If you don’t, much of the boost provided will be negated by the compressor. You’ll have to run your other pedals harder to compensate, and you may end up with more noise and distortion than you really want. Putting a compressor before an overdrive may also produce more creamy sustain than you can get from an overdrive pedal alone.
Alternatively, you can set your overdrive pedals to the same level as your clean tone and place the compressor at the end of the chain to use it as a clean boost and sustain enhancer. You can also push valve amps into overdrive and use a compressor to lower the volume hitting the amp. The compressor provides some tube-rectifier-type sag as it cleans the amp up. When the compressor is bypassed, the amp overdrives and provides more than enough compression on its own.
Funk players often alternate between strumming chords and playing single notes, but both need to maintain a pretty even volume level.
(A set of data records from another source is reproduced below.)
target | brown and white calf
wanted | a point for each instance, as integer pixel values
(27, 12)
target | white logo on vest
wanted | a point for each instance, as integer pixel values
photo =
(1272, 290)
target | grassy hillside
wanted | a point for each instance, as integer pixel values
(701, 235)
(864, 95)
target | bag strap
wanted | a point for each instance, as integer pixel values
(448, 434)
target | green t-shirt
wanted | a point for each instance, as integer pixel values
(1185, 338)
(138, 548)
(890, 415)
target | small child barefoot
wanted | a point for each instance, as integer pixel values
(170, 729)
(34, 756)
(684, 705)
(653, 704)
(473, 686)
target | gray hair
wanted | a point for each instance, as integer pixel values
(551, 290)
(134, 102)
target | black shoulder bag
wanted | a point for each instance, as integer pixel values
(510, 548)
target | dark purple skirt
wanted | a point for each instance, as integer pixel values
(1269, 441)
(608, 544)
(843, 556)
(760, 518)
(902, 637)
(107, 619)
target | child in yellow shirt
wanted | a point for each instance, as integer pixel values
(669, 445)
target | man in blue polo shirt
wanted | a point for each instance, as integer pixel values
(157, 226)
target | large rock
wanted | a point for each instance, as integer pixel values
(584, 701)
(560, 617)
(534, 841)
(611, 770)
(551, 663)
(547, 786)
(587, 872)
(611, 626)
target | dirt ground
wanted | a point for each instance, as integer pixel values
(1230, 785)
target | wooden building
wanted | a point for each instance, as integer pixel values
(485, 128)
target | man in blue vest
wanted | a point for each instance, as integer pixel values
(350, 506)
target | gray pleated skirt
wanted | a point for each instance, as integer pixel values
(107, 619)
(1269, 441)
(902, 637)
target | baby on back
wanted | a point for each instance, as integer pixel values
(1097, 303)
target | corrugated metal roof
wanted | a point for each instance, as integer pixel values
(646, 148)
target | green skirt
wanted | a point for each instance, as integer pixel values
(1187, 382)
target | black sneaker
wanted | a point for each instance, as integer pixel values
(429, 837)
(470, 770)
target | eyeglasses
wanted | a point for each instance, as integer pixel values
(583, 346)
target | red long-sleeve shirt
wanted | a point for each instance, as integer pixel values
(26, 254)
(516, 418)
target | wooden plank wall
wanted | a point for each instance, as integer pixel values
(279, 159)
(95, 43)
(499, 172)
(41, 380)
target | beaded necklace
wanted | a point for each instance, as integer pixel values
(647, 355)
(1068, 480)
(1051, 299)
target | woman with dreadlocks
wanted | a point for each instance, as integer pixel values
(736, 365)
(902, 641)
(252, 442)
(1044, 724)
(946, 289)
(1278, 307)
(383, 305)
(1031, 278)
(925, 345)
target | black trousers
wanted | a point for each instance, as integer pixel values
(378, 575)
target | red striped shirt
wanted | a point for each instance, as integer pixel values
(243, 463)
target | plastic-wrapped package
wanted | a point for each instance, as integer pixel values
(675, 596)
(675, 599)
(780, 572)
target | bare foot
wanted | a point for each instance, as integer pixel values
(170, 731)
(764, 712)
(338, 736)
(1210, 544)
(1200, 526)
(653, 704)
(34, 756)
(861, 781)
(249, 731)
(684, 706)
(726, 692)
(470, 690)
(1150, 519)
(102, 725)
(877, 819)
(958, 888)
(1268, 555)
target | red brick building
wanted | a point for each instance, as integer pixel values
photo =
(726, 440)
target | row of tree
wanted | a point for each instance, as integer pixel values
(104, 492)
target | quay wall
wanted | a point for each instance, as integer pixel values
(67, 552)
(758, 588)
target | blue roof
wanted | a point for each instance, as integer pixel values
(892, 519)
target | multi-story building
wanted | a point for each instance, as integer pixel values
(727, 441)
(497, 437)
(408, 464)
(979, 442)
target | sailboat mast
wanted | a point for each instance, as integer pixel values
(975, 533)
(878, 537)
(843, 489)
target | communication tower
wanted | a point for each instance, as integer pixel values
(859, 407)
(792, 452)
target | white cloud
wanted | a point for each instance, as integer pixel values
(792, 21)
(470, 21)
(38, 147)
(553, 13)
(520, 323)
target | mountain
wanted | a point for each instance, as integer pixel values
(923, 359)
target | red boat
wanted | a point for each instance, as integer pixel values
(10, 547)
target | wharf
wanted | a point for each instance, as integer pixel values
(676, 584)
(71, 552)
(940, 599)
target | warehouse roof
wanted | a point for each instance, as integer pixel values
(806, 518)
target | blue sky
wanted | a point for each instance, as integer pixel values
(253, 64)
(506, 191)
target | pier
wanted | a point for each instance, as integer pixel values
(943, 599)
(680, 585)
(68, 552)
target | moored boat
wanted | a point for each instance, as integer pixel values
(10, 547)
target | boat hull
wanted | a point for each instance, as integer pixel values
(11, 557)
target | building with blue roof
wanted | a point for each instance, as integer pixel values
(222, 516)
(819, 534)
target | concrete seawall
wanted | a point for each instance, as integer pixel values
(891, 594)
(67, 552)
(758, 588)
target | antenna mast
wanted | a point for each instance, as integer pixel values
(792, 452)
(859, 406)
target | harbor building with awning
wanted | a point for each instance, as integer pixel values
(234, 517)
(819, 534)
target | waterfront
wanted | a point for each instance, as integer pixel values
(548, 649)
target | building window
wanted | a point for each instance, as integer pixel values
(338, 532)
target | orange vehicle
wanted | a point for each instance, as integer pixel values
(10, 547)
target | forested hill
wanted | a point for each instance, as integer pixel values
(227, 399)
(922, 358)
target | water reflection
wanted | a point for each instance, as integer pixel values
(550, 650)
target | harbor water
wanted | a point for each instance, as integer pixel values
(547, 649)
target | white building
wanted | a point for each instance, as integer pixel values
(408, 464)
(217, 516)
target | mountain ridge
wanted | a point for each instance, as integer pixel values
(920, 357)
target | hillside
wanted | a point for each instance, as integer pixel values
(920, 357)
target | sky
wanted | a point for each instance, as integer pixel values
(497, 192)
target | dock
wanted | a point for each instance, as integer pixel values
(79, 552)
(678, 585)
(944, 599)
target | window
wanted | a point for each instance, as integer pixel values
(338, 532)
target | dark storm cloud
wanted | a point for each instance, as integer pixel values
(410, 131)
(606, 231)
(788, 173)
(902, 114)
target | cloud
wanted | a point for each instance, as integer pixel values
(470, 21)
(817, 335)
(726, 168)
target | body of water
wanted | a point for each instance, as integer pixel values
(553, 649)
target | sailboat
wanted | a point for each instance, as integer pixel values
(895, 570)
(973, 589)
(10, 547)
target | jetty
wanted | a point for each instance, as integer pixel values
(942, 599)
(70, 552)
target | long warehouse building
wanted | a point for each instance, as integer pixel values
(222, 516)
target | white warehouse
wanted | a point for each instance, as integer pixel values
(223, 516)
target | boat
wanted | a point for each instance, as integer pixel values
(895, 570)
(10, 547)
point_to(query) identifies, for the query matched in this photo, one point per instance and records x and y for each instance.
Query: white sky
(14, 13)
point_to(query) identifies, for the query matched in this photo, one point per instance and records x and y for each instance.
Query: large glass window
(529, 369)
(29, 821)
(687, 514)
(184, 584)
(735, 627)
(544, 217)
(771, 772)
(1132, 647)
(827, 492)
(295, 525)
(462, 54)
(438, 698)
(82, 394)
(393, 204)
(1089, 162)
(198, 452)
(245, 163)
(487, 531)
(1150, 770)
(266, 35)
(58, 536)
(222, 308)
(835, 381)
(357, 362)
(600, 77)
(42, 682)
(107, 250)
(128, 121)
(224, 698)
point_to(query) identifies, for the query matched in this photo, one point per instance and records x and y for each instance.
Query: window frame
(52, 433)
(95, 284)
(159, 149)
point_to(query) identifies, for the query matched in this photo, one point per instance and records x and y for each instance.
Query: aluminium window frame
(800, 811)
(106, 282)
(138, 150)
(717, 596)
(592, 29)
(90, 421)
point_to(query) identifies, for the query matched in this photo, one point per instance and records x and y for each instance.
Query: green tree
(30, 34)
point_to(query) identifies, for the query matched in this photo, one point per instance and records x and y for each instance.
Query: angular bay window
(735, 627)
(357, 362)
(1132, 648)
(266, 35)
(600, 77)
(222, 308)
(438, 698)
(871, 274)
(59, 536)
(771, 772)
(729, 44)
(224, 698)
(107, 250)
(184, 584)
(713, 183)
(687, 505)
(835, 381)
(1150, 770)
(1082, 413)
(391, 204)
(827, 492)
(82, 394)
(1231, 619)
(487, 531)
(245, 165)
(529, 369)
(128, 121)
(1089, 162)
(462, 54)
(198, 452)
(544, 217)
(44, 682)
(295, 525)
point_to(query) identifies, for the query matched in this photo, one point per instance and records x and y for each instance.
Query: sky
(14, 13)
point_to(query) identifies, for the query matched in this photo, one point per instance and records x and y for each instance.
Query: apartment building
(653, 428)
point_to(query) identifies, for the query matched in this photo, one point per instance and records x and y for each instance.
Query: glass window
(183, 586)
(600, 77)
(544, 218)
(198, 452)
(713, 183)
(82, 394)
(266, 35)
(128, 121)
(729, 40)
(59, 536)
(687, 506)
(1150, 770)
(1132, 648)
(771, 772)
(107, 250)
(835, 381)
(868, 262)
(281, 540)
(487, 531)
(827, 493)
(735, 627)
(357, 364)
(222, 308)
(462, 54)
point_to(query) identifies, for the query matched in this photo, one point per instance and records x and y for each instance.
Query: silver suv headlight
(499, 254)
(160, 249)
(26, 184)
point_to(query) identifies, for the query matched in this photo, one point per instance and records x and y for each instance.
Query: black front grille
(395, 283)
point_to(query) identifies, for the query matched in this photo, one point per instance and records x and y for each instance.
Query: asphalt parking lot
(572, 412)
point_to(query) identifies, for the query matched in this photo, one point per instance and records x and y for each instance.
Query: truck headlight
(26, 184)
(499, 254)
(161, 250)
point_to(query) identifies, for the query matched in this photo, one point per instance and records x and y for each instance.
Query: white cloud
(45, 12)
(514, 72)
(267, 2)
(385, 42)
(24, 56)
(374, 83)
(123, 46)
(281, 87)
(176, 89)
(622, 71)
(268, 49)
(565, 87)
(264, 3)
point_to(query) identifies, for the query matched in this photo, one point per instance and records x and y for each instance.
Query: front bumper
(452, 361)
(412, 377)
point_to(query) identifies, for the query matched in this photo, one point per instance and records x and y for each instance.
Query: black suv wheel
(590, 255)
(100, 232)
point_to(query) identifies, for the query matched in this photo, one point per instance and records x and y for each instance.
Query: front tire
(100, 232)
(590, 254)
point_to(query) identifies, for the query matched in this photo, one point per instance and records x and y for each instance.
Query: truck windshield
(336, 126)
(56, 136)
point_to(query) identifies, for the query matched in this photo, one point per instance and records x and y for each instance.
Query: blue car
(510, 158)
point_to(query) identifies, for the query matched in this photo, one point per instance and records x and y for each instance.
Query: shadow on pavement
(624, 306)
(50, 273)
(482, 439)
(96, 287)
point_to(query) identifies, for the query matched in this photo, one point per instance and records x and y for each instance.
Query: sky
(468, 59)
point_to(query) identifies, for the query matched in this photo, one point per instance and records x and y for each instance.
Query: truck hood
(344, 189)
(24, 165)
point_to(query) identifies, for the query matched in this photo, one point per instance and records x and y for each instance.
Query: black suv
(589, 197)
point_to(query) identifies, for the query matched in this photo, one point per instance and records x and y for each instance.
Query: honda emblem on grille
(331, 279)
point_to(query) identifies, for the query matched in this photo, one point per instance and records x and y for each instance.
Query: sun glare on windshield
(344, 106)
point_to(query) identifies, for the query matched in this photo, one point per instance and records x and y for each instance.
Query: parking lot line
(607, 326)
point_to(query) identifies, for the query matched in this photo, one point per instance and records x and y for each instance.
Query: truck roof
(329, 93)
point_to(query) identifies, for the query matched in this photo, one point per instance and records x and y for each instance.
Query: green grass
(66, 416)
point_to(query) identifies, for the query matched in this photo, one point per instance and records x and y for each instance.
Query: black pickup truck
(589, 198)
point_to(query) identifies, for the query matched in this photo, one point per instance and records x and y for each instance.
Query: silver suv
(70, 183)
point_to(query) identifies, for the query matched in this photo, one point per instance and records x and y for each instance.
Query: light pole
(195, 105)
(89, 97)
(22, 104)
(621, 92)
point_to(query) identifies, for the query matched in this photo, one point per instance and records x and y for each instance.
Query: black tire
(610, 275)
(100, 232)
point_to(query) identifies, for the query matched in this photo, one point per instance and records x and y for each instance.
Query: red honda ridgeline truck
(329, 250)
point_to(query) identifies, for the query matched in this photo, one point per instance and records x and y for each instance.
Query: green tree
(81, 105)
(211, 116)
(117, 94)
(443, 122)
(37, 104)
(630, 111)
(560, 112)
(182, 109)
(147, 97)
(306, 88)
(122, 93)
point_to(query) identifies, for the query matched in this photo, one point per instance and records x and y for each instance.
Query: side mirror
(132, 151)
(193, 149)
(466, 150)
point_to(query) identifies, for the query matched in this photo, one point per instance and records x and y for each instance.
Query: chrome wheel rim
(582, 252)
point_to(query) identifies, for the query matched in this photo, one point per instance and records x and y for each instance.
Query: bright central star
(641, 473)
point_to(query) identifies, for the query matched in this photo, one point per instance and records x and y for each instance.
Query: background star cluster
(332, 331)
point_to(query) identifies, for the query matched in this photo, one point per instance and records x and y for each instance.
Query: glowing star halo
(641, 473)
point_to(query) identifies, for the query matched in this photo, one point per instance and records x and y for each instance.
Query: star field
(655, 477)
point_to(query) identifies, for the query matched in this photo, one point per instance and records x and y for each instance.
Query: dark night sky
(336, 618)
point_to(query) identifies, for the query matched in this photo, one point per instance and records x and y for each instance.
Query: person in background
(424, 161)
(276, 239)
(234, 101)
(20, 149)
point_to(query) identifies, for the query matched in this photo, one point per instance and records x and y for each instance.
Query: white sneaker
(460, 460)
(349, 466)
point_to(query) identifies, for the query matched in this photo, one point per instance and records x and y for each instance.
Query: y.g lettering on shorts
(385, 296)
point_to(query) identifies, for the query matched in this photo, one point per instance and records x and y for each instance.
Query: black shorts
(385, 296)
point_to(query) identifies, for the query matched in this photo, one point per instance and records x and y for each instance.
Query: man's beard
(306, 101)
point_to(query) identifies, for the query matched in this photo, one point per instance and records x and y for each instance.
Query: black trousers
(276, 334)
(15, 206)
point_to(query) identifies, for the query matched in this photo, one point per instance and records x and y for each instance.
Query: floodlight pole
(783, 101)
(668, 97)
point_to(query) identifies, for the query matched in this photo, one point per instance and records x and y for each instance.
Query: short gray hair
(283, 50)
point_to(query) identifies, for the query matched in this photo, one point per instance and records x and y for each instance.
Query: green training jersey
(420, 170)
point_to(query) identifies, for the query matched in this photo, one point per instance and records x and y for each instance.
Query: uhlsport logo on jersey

To achieve this, you may need a higher compression ratio than a country player would use, along with faster attack and release settings. Compressors with blend controls are very popular for this style of playing.
Metal guitarists often need compression for similar reasons to funk players. However, the situation is complicated by greater dynamic range, a wider frequency spread and problem frequencies, which can be caused both by equipment and the prevalence of dropped tunings.
Chugged chords often generate a massive amount of bass content, which isn’t apparent when players switch to single notes or higher chord inversions. Therefore, a one-size-fits-all approach to compression doesn’t always work.
For this reason, compression is often left to the mixing stage and producers may choose to apply multi-band compression, where the compressor’s response can be tailored to specific frequency bands. This provides very fine control of the low frequencies without adversely effecting the low and upper mids. In this context, compression can be used to retain clarity and punch in the bass without losing the power and cut of guitar tracks.